I lepiej wybierać to co się lubi i w czym jest się dobrym. Widziałam wiele ludzi z biologią i chemią 2 mimo, że są humanistami, a to dlatego, że chcieli być lekarzami.

Dragomir

To nie miałaś samych szóstek od przedszkola już? Słabo trochę, myślałem że stać cię na więcej ale jak widać przeceniłem twoje możliwości.

imtoooldforthisshirt

U mnie w liceum moglabys sie traumy z takim podejsciem nabawic, bo mialem nauczycieli, ktorzy wiecej niz 5 nie stawiali.

Hvafaen

W polskim liceum dostosowałabym się do nauki pod mature.

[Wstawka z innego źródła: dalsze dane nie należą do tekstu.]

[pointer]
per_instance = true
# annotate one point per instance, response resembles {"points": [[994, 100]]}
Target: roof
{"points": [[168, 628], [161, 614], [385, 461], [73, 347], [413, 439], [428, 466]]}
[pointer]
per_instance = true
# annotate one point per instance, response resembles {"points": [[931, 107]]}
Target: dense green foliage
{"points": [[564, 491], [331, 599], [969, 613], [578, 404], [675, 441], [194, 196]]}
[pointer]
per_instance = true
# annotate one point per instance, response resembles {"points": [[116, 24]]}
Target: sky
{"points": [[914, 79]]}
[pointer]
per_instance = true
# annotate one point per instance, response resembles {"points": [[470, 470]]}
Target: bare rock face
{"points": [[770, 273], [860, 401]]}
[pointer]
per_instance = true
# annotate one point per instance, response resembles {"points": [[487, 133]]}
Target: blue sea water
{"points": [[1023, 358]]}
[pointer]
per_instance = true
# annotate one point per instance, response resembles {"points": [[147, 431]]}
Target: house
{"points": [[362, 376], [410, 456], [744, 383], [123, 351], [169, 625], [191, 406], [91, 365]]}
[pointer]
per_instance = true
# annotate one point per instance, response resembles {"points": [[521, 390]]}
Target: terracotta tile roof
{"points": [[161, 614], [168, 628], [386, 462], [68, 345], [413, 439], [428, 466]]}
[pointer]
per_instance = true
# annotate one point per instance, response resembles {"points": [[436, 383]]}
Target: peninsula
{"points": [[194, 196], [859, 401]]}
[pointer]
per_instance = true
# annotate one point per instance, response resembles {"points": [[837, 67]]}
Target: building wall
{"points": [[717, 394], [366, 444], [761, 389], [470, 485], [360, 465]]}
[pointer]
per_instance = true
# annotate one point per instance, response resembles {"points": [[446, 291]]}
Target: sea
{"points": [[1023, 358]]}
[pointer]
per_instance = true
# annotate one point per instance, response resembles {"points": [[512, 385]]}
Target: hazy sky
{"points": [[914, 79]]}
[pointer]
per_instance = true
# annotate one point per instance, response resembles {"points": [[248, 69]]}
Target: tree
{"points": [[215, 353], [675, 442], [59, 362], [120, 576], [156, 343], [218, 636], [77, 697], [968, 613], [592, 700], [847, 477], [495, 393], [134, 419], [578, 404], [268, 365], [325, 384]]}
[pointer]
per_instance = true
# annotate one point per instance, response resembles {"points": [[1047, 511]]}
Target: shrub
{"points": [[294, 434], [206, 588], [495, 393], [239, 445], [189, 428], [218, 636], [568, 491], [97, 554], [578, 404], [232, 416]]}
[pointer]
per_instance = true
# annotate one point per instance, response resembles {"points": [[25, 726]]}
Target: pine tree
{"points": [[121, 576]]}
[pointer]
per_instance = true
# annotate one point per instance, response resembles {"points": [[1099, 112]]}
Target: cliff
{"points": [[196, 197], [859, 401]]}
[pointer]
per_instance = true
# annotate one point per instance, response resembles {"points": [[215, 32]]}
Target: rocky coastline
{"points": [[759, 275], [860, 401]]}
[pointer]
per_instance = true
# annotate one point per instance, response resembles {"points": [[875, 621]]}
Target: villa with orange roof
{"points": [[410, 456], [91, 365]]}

W Norwegii ma się 3 egzaminy- norweski pisany i jeden ustny i jeden pisany, ktory zostaje wybrany losowo przez komputer (czyli tydzien przed egzaminem nie wiesz z czego masz egzamin) i średnia ocen się liczy na studia. Czyli oceny z egzaminów wchodzą w skład średniej ocen, mnoży się przez 10 i masz ilość punktów. Dlatego musiałam mieć z prawie wszystkiego 6.
W Polsce z tego co wiem tylko matura się liczy na studia, więc wtedy uczyłabym się na mature.